Eviction moratorium puts NY landlord $50K in debt with 'nowhere to turn'

Eviction moratorium puts NY landlord $50K in debt: ‘We have nowhere to turn’

New York landlord Suzanne Antolini tells ‘Varney & Co.’ she’s a victim of a tenant ‘gaming the system’ and refusing to pay rent while employed because he cannot be evicted.

A New York landlord told "Varney & Co." Thursday the Biden administration's eviction moratorium has left her $50,000 in debt and "out of options" with an employed tenant "gaming the system" and refusing to pay rent.

Long Island homeowner Suzanne Antolini told FOX Business' Stuart Varney she's not sure if she will ever see the all money owed by her tenant since March 2020 as she's up against a backlogged court system.

"We have exhausted all options at this point," Antolini said. "We have no programs that we can ask for any money… We have no alternative at this point but to wait for the moratorium to be lifted, and the problem is it keeps being extended."
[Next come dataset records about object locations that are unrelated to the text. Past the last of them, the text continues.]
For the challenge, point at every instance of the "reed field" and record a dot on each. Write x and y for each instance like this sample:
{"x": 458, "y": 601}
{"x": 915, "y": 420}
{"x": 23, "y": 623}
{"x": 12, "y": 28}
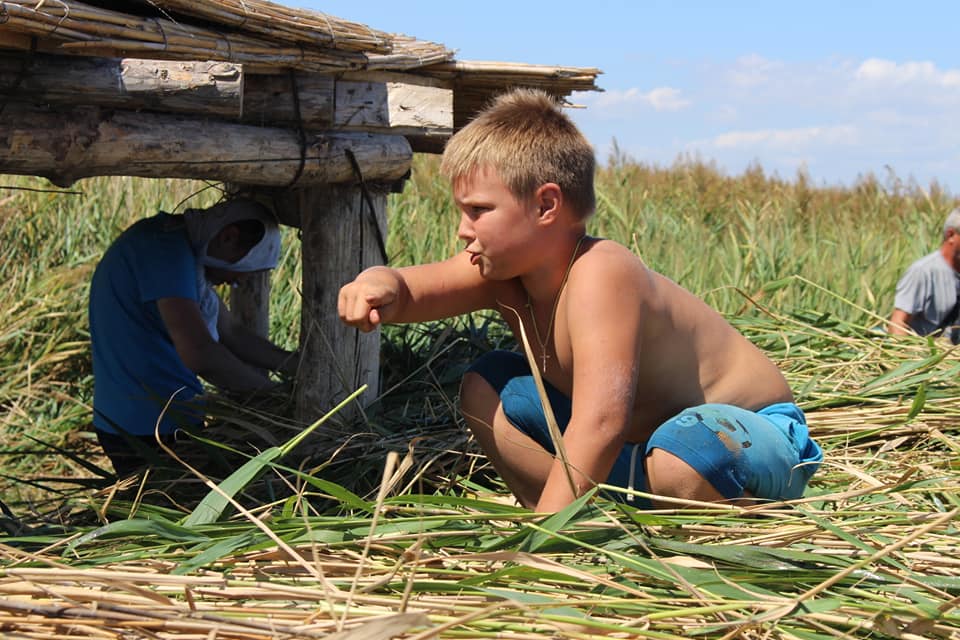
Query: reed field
{"x": 396, "y": 527}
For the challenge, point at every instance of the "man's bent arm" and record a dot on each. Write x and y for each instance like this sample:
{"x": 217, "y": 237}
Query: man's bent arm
{"x": 252, "y": 348}
{"x": 206, "y": 357}
{"x": 898, "y": 324}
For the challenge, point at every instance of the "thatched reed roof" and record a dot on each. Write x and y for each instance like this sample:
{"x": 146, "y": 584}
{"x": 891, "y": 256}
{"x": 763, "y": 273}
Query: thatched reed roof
{"x": 266, "y": 35}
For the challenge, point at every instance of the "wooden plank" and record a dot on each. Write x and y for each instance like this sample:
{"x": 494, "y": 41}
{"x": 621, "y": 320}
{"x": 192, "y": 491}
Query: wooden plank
{"x": 210, "y": 88}
{"x": 65, "y": 144}
{"x": 339, "y": 239}
{"x": 379, "y": 103}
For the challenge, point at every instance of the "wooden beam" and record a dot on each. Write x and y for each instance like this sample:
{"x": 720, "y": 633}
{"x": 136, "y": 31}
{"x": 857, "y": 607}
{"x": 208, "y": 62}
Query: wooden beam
{"x": 377, "y": 102}
{"x": 66, "y": 144}
{"x": 339, "y": 235}
{"x": 209, "y": 88}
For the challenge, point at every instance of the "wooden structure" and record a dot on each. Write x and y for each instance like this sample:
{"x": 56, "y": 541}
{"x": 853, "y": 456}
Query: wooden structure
{"x": 318, "y": 114}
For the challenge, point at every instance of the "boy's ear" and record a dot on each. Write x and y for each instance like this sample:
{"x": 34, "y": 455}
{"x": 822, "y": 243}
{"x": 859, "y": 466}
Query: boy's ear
{"x": 549, "y": 199}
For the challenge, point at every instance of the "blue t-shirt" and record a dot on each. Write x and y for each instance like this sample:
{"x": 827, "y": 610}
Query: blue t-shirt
{"x": 136, "y": 368}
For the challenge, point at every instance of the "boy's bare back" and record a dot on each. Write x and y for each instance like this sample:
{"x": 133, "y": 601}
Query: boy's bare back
{"x": 626, "y": 317}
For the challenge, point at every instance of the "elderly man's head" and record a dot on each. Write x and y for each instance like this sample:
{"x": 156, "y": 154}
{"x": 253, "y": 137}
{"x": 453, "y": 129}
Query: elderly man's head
{"x": 234, "y": 238}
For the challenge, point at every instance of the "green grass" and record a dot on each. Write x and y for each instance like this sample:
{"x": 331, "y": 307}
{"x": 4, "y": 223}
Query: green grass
{"x": 361, "y": 524}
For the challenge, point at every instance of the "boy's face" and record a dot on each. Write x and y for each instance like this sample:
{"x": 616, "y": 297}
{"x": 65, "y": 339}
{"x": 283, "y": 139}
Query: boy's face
{"x": 497, "y": 228}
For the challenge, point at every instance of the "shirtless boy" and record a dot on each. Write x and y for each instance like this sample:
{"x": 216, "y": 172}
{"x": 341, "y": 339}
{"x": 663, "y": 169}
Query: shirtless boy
{"x": 653, "y": 390}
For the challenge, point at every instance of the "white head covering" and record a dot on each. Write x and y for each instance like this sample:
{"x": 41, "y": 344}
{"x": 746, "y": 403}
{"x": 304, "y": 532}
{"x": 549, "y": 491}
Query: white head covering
{"x": 204, "y": 224}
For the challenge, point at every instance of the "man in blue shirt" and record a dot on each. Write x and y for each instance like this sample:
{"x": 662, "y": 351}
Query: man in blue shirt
{"x": 928, "y": 294}
{"x": 156, "y": 323}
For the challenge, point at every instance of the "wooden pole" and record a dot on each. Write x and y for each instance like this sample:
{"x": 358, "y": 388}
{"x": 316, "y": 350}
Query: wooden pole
{"x": 339, "y": 233}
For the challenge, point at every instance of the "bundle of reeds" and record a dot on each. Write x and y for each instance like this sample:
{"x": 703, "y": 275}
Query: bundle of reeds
{"x": 79, "y": 28}
{"x": 284, "y": 24}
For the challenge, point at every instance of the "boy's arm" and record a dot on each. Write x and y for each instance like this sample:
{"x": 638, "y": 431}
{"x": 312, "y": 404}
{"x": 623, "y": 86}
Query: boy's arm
{"x": 414, "y": 294}
{"x": 605, "y": 324}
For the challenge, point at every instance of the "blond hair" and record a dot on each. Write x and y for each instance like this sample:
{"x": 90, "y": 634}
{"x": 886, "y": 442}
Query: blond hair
{"x": 526, "y": 138}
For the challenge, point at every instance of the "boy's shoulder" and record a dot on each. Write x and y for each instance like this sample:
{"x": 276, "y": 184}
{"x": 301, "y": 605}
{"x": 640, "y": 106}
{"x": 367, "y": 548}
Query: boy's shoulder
{"x": 607, "y": 262}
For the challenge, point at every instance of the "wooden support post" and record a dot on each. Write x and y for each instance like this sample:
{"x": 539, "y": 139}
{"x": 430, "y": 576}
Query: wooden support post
{"x": 339, "y": 235}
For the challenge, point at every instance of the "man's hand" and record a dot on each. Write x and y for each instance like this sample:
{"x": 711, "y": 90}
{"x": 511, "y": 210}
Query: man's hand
{"x": 370, "y": 299}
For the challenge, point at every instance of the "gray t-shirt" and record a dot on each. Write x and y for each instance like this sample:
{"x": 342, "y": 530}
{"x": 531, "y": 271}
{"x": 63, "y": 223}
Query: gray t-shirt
{"x": 928, "y": 291}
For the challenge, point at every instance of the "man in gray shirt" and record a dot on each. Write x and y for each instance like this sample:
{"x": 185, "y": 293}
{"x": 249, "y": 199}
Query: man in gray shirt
{"x": 928, "y": 294}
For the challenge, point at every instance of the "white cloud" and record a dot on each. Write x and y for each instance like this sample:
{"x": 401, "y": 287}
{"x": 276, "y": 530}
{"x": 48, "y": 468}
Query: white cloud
{"x": 785, "y": 138}
{"x": 659, "y": 99}
{"x": 879, "y": 71}
{"x": 753, "y": 70}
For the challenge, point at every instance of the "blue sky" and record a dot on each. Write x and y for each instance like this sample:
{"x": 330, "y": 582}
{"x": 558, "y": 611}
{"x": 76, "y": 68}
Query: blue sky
{"x": 837, "y": 89}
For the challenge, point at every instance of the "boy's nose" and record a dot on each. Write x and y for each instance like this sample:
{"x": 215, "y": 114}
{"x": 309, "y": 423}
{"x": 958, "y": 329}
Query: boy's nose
{"x": 465, "y": 229}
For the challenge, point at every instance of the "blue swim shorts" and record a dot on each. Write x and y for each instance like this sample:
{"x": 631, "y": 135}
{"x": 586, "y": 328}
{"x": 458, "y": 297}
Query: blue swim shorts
{"x": 768, "y": 453}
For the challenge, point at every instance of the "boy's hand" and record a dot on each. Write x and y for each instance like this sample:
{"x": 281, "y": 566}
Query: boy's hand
{"x": 366, "y": 302}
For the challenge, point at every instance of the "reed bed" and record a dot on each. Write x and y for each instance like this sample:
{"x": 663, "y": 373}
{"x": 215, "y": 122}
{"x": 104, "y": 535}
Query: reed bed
{"x": 397, "y": 527}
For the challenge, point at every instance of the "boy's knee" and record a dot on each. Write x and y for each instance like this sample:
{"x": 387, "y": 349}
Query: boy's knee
{"x": 670, "y": 476}
{"x": 476, "y": 392}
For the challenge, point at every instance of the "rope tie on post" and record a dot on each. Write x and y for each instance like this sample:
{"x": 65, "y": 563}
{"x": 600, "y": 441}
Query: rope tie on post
{"x": 367, "y": 202}
{"x": 301, "y": 134}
The Centers for Disease Control and Prevention's temporary ban halts evictions until Oct. 3, replacing a previous moratorium that was set to expire July 31.

Antolini has not been able to participate in the federal government's Emergency Rental Assistance Program because the application must be initiated by her tenant.
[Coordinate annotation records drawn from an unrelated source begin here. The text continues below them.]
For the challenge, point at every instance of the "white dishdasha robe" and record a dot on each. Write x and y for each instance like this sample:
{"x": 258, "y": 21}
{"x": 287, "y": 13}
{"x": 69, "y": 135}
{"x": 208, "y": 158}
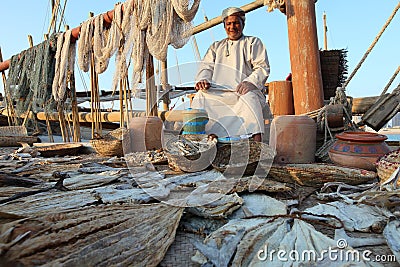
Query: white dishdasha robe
{"x": 225, "y": 65}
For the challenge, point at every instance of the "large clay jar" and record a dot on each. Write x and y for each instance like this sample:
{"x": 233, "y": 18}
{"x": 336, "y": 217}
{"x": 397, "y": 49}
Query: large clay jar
{"x": 358, "y": 149}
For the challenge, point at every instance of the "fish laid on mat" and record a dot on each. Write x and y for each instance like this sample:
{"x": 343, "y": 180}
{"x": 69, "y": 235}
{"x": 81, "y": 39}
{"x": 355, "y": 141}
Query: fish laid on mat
{"x": 219, "y": 247}
{"x": 392, "y": 236}
{"x": 255, "y": 204}
{"x": 122, "y": 194}
{"x": 50, "y": 201}
{"x": 200, "y": 225}
{"x": 106, "y": 235}
{"x": 78, "y": 180}
{"x": 363, "y": 218}
{"x": 316, "y": 175}
{"x": 220, "y": 208}
{"x": 279, "y": 242}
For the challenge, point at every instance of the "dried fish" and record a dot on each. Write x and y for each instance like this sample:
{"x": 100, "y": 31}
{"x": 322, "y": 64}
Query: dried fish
{"x": 200, "y": 225}
{"x": 94, "y": 167}
{"x": 392, "y": 236}
{"x": 220, "y": 208}
{"x": 117, "y": 194}
{"x": 363, "y": 218}
{"x": 358, "y": 242}
{"x": 255, "y": 204}
{"x": 220, "y": 246}
{"x": 105, "y": 235}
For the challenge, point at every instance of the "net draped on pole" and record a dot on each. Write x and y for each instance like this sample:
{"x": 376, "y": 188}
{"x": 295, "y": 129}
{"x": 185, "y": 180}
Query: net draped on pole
{"x": 138, "y": 27}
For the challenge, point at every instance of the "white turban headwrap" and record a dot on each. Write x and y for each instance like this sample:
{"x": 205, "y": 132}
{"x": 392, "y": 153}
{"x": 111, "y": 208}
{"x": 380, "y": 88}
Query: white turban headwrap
{"x": 233, "y": 10}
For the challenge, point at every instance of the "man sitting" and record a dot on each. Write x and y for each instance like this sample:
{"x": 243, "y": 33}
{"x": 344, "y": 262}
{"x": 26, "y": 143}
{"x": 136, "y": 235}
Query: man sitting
{"x": 230, "y": 81}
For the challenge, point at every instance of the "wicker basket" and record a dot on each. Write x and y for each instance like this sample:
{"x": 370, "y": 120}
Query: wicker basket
{"x": 12, "y": 136}
{"x": 53, "y": 150}
{"x": 387, "y": 164}
{"x": 109, "y": 145}
{"x": 243, "y": 157}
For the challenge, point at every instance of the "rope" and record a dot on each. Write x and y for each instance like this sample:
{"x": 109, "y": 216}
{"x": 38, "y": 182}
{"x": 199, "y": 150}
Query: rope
{"x": 273, "y": 4}
{"x": 372, "y": 45}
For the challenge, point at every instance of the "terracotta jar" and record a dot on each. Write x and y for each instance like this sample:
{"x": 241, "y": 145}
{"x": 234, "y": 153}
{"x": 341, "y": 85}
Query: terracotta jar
{"x": 358, "y": 149}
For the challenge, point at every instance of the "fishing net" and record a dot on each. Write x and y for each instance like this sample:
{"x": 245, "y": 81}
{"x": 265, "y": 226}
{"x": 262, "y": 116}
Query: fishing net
{"x": 143, "y": 27}
{"x": 65, "y": 62}
{"x": 30, "y": 77}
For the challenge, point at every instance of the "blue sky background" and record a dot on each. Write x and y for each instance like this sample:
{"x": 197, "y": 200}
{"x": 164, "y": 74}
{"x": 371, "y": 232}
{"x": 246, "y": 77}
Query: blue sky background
{"x": 352, "y": 25}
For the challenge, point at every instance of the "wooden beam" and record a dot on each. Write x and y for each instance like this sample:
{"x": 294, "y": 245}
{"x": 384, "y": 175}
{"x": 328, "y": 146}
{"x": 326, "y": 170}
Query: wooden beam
{"x": 173, "y": 115}
{"x": 308, "y": 94}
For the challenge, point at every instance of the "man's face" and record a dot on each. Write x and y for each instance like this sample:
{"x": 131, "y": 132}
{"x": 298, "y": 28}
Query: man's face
{"x": 233, "y": 27}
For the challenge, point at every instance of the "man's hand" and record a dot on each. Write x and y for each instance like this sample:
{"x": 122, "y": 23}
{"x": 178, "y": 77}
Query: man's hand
{"x": 245, "y": 87}
{"x": 202, "y": 85}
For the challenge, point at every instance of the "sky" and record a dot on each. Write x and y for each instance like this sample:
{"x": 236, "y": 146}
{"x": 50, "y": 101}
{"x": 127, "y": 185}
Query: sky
{"x": 352, "y": 25}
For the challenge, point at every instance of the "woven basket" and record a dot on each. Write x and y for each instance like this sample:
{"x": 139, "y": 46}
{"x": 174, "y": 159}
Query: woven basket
{"x": 190, "y": 163}
{"x": 13, "y": 131}
{"x": 109, "y": 145}
{"x": 243, "y": 157}
{"x": 14, "y": 135}
{"x": 387, "y": 164}
{"x": 53, "y": 150}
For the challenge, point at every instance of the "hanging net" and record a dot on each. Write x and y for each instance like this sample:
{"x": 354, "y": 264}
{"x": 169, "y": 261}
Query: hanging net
{"x": 30, "y": 77}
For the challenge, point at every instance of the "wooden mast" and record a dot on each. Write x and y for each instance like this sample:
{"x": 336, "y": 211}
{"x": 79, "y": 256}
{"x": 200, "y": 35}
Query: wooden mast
{"x": 304, "y": 56}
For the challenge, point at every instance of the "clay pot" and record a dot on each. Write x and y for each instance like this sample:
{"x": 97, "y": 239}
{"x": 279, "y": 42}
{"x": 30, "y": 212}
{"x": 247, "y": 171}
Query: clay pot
{"x": 358, "y": 149}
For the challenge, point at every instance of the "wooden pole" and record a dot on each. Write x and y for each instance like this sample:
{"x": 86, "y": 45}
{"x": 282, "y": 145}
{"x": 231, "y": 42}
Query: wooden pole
{"x": 325, "y": 31}
{"x": 151, "y": 89}
{"x": 304, "y": 56}
{"x": 165, "y": 85}
{"x": 217, "y": 20}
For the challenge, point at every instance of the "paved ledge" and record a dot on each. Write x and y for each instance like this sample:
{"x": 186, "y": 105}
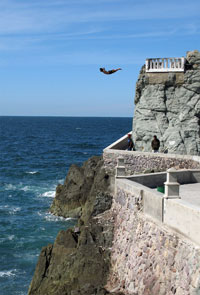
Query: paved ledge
{"x": 190, "y": 193}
"If he were to do that, he would be admitting to fraud," she said.

NY landlord: Eviction moratorium has me in debt with ‘nowhere to turn’

New York landlord Suzanne Antolini tells ‘Varney & Co.’ she’s exhausted all avenues in trying to remove an employed tenant who hasn’t paid rent since March 2020.

Antolini also contacted the Nassau County treasurer who told her there are no programs available for landlords for extensions on paying taxes on their properties. Antolini is one of four owners of the home. Two are elderly and on a fixed income.

"We have nowhere to turn," she said. "I would love for, you know, one of the sections of maybe the moratorium should be people like ourselves who know that our tenant is capable of paying and is choosing not to. Where do we go? Who do we speak to? We can't get in front of a judge."